His lips were soft and almost made me want to kiss him back. I tried my best to refuse. I wasn't gay or bi or pan. I was straight. He moved the hand on my cheek down to my neck. "He looks so in love," Myne chuckled. "Which one?" Raphtalia asked. I could hear the two chatting which only annoyed me. "Motoyasu obviously," Myne said.

Motoyasu pulled back for a minute. "Having fun?" He asked with a wink. "What? No!" I frowned looking away from him and the girls. "Says the flustered mess," Motoyasu snickered before pulling me back into a kiss. "Holy shit! This is so gay!" I could hear Myne chuckle. "Its beautiful!" Raphtalia laughed. I wanted to tell them to shut up but obviously I couldn't. They were probably having full out nosebleeds over there.

My eyes started to close. I was giving in. I kissed him back. His kiss was addictive. Him kissing me felt somewhat nice. His lips were sweet and soft. This was too good. Maybe having my first kiss with him wasn't so bad. He was the only one I wanted. I just needed to know that he is the only one I need. I wrapped a arm around his neck. I didn't care about the screeching girls in the back. My only focus was Motoyasu.

He pulled away for a minute to take a breath. "Not bad of a kisser for your first proper time," Motoyasu winked, puffing. "And you're a good kisser," I complimented back. "It's always like that! Haters to lovers. The classical," Myne laughed. I didn't care, I just stared at Motoyasu's beautiful charming eyes. They sparkled in the sun. They were the most fascinating thing I'd ever seen.  Everything about him was beautiful. Why did I hate him so much before? He isn't an asshole. I need to snap out of it. I'm acting like a stupid yandere or something.

I shook my head and looked away from him a blushing mess. What the fuck did I just do? I didn't love him, and now he thinks I do. Shit, this wasn't good. "You good?" Motoyasu asked. "You just started acting weird," He questioned. He started to rub circles on my back. It felt nice, I was going to admit. Bit it didn't make me like him any more than before. He so thought I lovd him. I wasn't gay, I just felt this sudden in pulse to kiss him.

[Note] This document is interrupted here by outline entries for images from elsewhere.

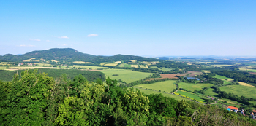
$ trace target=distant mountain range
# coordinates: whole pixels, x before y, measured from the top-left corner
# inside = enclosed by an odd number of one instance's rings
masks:
[[[159,60],[155,58],[143,58],[140,56],[116,55],[114,56],[97,56],[86,53],[82,53],[71,48],[53,48],[47,50],[32,51],[21,55],[6,54],[0,55],[1,60],[20,62],[31,58],[34,60],[56,60],[58,61],[86,61],[93,63],[113,62],[118,60],[138,60],[144,61]]]

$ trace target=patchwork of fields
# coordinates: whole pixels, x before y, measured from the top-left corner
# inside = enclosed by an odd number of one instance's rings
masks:
[[[194,90],[201,90],[205,87],[214,86],[212,84],[192,84],[192,83],[185,83],[180,82],[178,83],[179,88],[184,88],[187,90],[194,91]]]
[[[153,74],[152,73],[132,71],[132,70],[125,69],[108,69],[99,71],[103,72],[106,77],[117,80],[121,79],[127,83],[140,80]],[[118,74],[118,76],[112,76],[113,74]]]
[[[176,81],[174,80],[168,80],[164,82],[159,82],[153,84],[135,85],[135,87],[142,89],[152,89],[157,91],[161,90],[161,92],[165,91],[165,92],[167,92],[170,93],[173,90],[175,90],[177,87],[176,85],[173,84]]]

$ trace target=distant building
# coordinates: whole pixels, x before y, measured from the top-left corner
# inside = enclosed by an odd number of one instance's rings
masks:
[[[230,111],[230,110],[231,110],[231,111],[233,111],[237,113],[237,111],[238,111],[238,108],[228,106],[227,108],[227,110],[228,110],[228,111]]]

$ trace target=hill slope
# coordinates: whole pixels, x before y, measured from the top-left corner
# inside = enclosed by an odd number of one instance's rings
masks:
[[[53,48],[47,50],[32,51],[21,55],[7,54],[0,56],[0,60],[8,61],[23,61],[31,58],[34,60],[56,60],[58,61],[89,61],[94,63],[113,62],[117,60],[138,60],[146,61],[157,60],[154,58],[147,58],[140,56],[116,55],[114,56],[96,56],[80,52],[71,48]]]

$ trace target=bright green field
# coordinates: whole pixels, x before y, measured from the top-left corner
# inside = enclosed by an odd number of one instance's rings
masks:
[[[214,96],[216,97],[218,94],[216,92],[214,92],[214,89],[209,88],[206,90],[206,95],[209,95],[209,96]]]
[[[228,85],[220,87],[221,91],[233,93],[238,96],[244,95],[246,98],[256,98],[256,87],[246,87],[243,85]]]
[[[240,71],[243,71],[255,72],[255,73],[256,73],[256,70],[255,70],[255,69],[239,68],[239,70],[240,70]]]
[[[224,76],[217,75],[217,74],[216,74],[214,77],[217,78],[217,79],[233,79],[231,78],[228,78],[228,77],[226,77],[226,76]]]
[[[159,68],[158,68],[157,66],[151,66],[150,68],[157,68],[159,70],[161,70]]]
[[[223,67],[223,66],[232,66],[233,65],[211,65],[212,67]]]
[[[180,82],[178,83],[179,88],[184,88],[187,90],[201,90],[205,87],[211,87],[214,86],[212,84],[192,84],[192,83],[184,83]]]
[[[100,66],[77,66],[77,65],[74,65],[75,68],[86,68],[86,69],[97,69],[97,68],[108,68],[108,67],[100,67]]]
[[[185,95],[187,97],[190,97],[191,98],[205,102],[205,101],[203,99],[201,99],[201,98],[200,98],[200,97],[196,96],[196,95],[193,95],[192,93],[190,93],[190,92],[178,90],[176,92],[176,93],[179,93],[179,94],[184,95]]]
[[[161,69],[162,69],[162,71],[171,71],[173,68],[161,68]]]
[[[134,88],[134,90],[136,90],[135,88]],[[165,97],[170,97],[172,98],[173,99],[176,100],[185,100],[185,101],[189,101],[188,99],[184,98],[180,96],[177,96],[176,95],[172,95],[172,94],[167,94],[167,93],[164,93],[164,92],[156,92],[156,91],[152,91],[152,90],[143,90],[143,89],[138,89],[140,90],[140,92],[144,92],[146,95],[150,95],[150,94],[162,94],[163,96]]]
[[[99,71],[105,74],[105,76],[110,77],[112,79],[118,80],[121,79],[122,81],[127,83],[130,83],[134,81],[140,80],[146,77],[148,77],[152,75],[152,73],[145,73],[138,71],[132,71],[132,70],[124,70],[124,69],[108,69]],[[118,74],[118,76],[112,76],[113,74]]]
[[[173,84],[176,81],[174,80],[168,80],[153,84],[135,85],[135,87],[142,87],[143,89],[154,89],[157,91],[161,90],[161,92],[165,91],[165,92],[168,92],[168,93],[170,93],[172,91],[173,91],[174,89],[176,88],[176,85]]]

"What..no?" I questioned still looking away. "If you say so," Motoyasu sighed. "It went from kissing, to cuddling in no time," Myne chuckled. I was sitting on top of him, I hadn't even realized. I was sitting on his lap. How the fuck did I end up like this. I was in so much trouble, what the fuck would I do?

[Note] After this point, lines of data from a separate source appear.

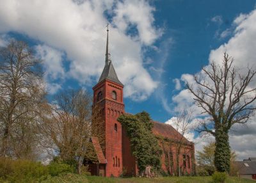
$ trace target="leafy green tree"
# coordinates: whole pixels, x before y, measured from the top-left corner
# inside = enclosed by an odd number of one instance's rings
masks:
[[[153,170],[160,169],[162,151],[157,139],[152,133],[153,124],[150,120],[149,114],[145,111],[136,115],[124,115],[118,118],[130,139],[132,155],[136,159],[140,173],[148,166],[152,167]]]
[[[197,151],[196,163],[200,168],[208,172],[209,175],[212,175],[215,171],[214,153],[216,150],[215,142],[209,142],[203,147],[202,151]],[[236,161],[236,154],[232,151],[230,154],[231,170],[236,171],[234,162]]]
[[[198,151],[196,162],[199,167],[204,169],[209,175],[214,173],[215,143],[210,142],[203,147],[202,151]]]

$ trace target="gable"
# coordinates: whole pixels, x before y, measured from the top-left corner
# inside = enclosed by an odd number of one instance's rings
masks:
[[[182,138],[182,135],[176,131],[171,125],[165,124],[157,122],[152,122],[154,127],[152,129],[153,134],[156,136],[160,136],[164,138],[170,139],[180,140]],[[187,139],[183,137],[184,142],[191,143]]]

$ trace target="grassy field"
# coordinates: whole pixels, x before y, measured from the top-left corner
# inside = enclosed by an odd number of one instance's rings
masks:
[[[80,183],[211,183],[211,177],[184,177],[147,178],[103,178],[95,176],[83,176],[68,174],[61,177],[55,177],[43,181],[44,183],[80,182]],[[228,177],[226,183],[255,183],[256,181],[235,177]]]

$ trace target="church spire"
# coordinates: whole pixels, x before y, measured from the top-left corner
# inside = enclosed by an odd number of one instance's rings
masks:
[[[110,54],[108,51],[108,26],[109,24],[107,25],[107,45],[106,46],[106,65],[108,66],[109,64],[109,62],[111,61],[110,60]]]
[[[122,84],[122,83],[119,81],[116,71],[115,70],[114,66],[113,66],[112,62],[110,60],[110,54],[108,51],[108,26],[109,24],[108,24],[107,26],[107,45],[106,47],[105,60],[106,64],[103,69],[102,73],[101,74],[100,79],[99,80],[99,83],[104,79],[108,79],[124,86],[123,84]]]

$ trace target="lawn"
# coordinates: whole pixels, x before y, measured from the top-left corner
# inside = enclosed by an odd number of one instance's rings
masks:
[[[84,176],[68,174],[61,177],[47,179],[42,182],[81,182],[81,183],[211,183],[211,177],[160,177],[155,179],[147,178],[103,178],[95,176]],[[255,183],[254,180],[235,177],[228,177],[226,183]]]

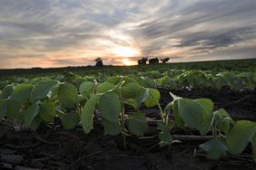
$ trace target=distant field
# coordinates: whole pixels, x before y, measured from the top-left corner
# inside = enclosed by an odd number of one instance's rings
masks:
[[[94,74],[95,72],[117,71],[126,74],[135,71],[145,71],[151,70],[186,69],[186,70],[212,70],[212,71],[253,71],[256,70],[256,59],[232,60],[232,61],[212,61],[196,62],[179,62],[144,66],[81,66],[64,68],[32,68],[32,69],[10,69],[0,70],[0,76],[11,76],[21,74],[45,74],[63,71],[73,71],[78,74]]]

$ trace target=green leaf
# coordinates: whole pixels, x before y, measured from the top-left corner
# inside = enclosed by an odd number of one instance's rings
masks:
[[[30,99],[32,89],[32,84],[18,84],[15,86],[11,98],[19,101],[25,101]]]
[[[195,101],[210,115],[213,111],[213,102],[209,99],[197,99]]]
[[[177,106],[174,106],[176,108],[173,111],[176,118],[181,117],[188,127],[198,129],[202,135],[205,135],[210,130],[213,115],[208,112],[210,109],[207,110],[208,109],[202,107],[203,102],[188,99],[179,99],[175,102]]]
[[[147,108],[153,107],[159,103],[160,92],[155,89],[148,89],[148,98],[145,99],[144,104]]]
[[[116,136],[122,132],[119,122],[113,123],[103,118],[101,123],[104,128],[104,135]]]
[[[58,89],[58,99],[65,108],[74,108],[78,101],[76,88],[67,82],[61,84]]]
[[[105,93],[109,90],[112,90],[115,88],[115,85],[108,83],[108,82],[103,82],[99,84],[96,90],[96,93]]]
[[[0,121],[4,118],[7,112],[7,103],[6,100],[0,99]]]
[[[125,99],[124,103],[132,106],[135,109],[138,109],[138,108],[139,108],[137,101],[133,99]]]
[[[2,91],[1,98],[6,99],[13,94],[15,87],[13,85],[7,85]]]
[[[19,116],[21,109],[21,102],[15,99],[8,99],[7,103],[7,112],[6,117],[8,118],[16,118]]]
[[[91,81],[84,81],[79,87],[79,92],[88,99],[94,93],[94,83]]]
[[[201,127],[203,118],[203,109],[192,99],[180,99],[178,112],[187,126],[192,128]]]
[[[213,112],[214,124],[225,133],[230,130],[230,125],[234,121],[224,109],[220,109]]]
[[[33,131],[35,131],[38,128],[38,127],[40,126],[41,122],[42,122],[42,119],[41,119],[40,116],[37,115],[33,119],[29,128],[32,129]]]
[[[53,122],[55,117],[55,104],[53,101],[45,101],[40,105],[39,115],[45,122]]]
[[[34,103],[31,105],[28,109],[26,109],[23,114],[25,125],[30,128],[32,121],[39,113],[39,106]]]
[[[129,131],[135,136],[143,136],[148,128],[146,117],[142,113],[132,113],[127,119]]]
[[[158,122],[157,125],[159,129],[161,129],[161,132],[158,134],[161,142],[163,142],[164,144],[172,144],[173,138],[170,134],[168,127],[166,127],[162,122]]]
[[[99,110],[102,117],[108,121],[116,123],[121,112],[119,97],[114,92],[104,93],[99,100]]]
[[[31,100],[44,99],[47,97],[51,90],[58,85],[57,80],[40,80],[34,87],[31,93]]]
[[[72,129],[79,122],[79,116],[76,113],[67,113],[58,115],[62,125],[66,129]]]
[[[232,155],[239,155],[251,140],[256,123],[249,120],[237,121],[227,137],[227,146]]]
[[[93,128],[94,124],[94,113],[95,110],[95,107],[97,101],[99,100],[99,95],[94,95],[92,98],[88,99],[85,103],[82,115],[81,115],[81,122],[83,126],[84,131],[88,134]]]
[[[227,146],[220,138],[212,138],[204,144],[200,145],[199,147],[207,153],[206,156],[208,159],[213,160],[219,159],[228,150]]]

"You two are a gay disaster," Raphtalia snickered placing her hands behind her head. "No.. h-he is!" I stammered still a blushing mess. "Well with the way you just were with the kissing, nope you," He laughed." Have never wanted to kiss someone again so much," He finished. "Wait. What did I do?" I asked, kind of curious. "You were more into kissing me than I was afterward," Kitamura said. I burried my face into his chest. What the fuck was wrong with me? I'm not gay, I'm straight. It wasn't working. Even if it was true, did I really love him?

The ride stopped and we all stepped out. Motoyasu grabbed my hand on the way oit of tjat section. Shit, he thinks I actually like him. "So are you two like a thing now, or?" Raphtalia asked stepping up beside us. "Well obviou-" Motoyasu started. "Nope," I replied quickly. I took a deep breath. This was going to be impossible to get by, wasn't it. I wasn't good enough for him, and he was just going to use me. "Damn I really thought you two were," Myne pouted.

"We're not," I said refusing to be anything with him. I didn't love him, like him, he was just another cheater that didn't care for anyone but himself. "Are you sure? With the way you were kissing me," Motoyasu laughed gripping my hand harder. "No, I don't know what got into me," I confessed with a shady glare. "It's called love got into you," Kitamura laughed. "No, no it isn't," I refused looking away.

I didn't love the asshole. He didn't love me. We hated eachother and there was nothing more to it. I looked away. I could still feel him holding my hand, I was getting a bit annoyed. I wanted to just start over, wish I had never met him.